Bu amaçla yasalar çıkarılmıştır büyük bir soğukkanlılıkla. Hesabı, kitabı ince ayarlarla yapılmıştır zalim bir tehcirin ve kanlı soykırımın.
Ermeni ulusunu yok etmeyi hedefleyen Büyük Felaket’e uzanan ilk adım, 24 Nisan 1915 yılında atılmıştır. Pek çok Ermeni aydını, yurtseveri, devrimcisi tutuklanmıştır bu tarihte. Çok daha yaygın ve kitlesel bir kırımın ön hazırlğı olarak, tutuklanan ve toplumun en diri, en dinamik kesimini oluşturan bu insanların sürgünüyle, katledilişiyle atılmıştır ikinci adım,. Bu yüzdendir ki, 24 Nisan 1915 tarihi, hemen ardından yaşanacak olan o büyük yıkımın ya da soykırımın kara günü olarak belleklerde yer etmiştir yüzyıl boyunca.

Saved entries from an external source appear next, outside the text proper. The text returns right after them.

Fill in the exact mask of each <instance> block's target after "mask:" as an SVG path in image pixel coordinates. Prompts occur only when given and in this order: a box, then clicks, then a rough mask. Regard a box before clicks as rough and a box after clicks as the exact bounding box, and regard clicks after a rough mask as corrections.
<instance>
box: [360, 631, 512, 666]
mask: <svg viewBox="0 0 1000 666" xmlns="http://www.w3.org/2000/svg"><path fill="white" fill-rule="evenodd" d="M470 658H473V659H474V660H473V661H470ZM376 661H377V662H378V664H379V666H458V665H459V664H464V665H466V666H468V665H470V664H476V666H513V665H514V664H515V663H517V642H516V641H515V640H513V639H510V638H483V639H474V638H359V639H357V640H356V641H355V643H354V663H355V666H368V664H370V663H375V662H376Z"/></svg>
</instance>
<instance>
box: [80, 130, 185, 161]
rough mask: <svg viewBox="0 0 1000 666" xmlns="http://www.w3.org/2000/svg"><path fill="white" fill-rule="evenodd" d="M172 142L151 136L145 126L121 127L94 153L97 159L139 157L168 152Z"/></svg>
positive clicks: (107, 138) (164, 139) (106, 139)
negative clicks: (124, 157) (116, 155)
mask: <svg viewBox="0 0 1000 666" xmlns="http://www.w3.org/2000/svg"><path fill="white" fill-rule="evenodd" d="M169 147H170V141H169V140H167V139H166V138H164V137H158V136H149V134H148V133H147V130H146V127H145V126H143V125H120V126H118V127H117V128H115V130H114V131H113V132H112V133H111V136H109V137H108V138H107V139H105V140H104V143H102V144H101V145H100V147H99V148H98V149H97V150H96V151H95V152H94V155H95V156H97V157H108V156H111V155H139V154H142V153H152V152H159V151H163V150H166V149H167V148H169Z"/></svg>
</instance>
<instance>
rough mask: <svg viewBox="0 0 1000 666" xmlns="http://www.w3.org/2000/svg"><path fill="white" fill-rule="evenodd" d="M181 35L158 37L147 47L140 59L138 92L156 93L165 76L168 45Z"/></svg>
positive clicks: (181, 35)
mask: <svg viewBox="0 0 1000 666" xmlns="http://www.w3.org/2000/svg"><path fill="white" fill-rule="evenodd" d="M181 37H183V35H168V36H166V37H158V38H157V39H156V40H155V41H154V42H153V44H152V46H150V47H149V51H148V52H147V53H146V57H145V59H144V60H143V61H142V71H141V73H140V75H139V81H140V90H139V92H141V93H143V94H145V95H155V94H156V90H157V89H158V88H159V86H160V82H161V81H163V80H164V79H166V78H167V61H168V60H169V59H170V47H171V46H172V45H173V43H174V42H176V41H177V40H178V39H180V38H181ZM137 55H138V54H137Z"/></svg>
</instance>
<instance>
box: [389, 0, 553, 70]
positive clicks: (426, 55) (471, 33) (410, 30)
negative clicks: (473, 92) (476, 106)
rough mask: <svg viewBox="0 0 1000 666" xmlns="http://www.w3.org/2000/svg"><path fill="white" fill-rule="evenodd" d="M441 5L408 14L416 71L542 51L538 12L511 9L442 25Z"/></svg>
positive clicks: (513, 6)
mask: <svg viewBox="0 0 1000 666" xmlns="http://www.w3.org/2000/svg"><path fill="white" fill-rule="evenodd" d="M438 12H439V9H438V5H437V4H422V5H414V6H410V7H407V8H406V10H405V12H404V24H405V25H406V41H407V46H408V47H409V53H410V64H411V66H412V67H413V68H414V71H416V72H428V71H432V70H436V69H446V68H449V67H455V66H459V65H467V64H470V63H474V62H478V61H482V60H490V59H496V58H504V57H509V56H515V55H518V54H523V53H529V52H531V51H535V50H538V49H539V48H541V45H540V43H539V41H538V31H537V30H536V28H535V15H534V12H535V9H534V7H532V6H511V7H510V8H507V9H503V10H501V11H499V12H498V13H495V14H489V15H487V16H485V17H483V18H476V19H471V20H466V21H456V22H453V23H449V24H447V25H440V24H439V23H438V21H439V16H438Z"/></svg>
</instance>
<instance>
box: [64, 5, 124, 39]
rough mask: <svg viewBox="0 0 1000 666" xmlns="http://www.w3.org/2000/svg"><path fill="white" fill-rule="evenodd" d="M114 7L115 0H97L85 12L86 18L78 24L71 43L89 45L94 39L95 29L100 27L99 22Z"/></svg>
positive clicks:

Bu kıyımın üzerinden henüz bir aydan az fazla bir zaman geçmişken, 27 Mayıs 1915 tarihinde, İttihatçılar bu kez doğrudan “Tehcir Kanunu”nu çıkarmışlardır.
“Geçici” olarak tanımlanan bu yasayla, yerel mülki ve askeri yetkililer, “sakıncalı” bulunan Ermenileri dilediklerince sürgün etme görev ve sorumluluğuyla yekili kılınmıştlardır. 30 Mayıs 1915’e gelindiğinde ise, ilgili yasanın ‘geçici’ hükmü İmparatorluğun Bakanlar Kurulu kararıyla kalıcılaştırılmış, kapsam ve yetki bakımından çok daha etkili hale getirilmiştir.
Kısaca anmaya çalıştığımız bu yasal düzenlemeler, İttihatçıların Ermenilere yönelik ‘etnik temizlik’ niyetlerini sadece siyaseten değil, hukuken de belli bir plana bağladıklarını açıkça ortaya koymaktadır. Dahası, tehcir edilecek olan Ermenilere ait mal, mülk ve arazilerin idare ve tasarruf haklarını düzenlenyen bir yönetmenlik de yayınlamışlardır onlar. Bu yönetmenliğin altında,10 Haziran 1915 tarihinin yer aldığı görülmektedir. Böylece, planlanan kanlı soykırıma, yaşanacak mal-mülk gasplarına ilişkin olarak, ‘yasal’ bir kılıf uydurulmuştur büyük bir utanmazlıkla.
Bütün bu gelişmeler, İttihat ve Terakki yönetimindeki Osmanlı İmparatoğluğu’nun Ermenilerle ilgili nasıl bir hesap içinde olduğunu, hiçbir yalanın ve çarpıtmanın güç yetiremeyeceği kadar açıklıkla ortaya koymaktadır.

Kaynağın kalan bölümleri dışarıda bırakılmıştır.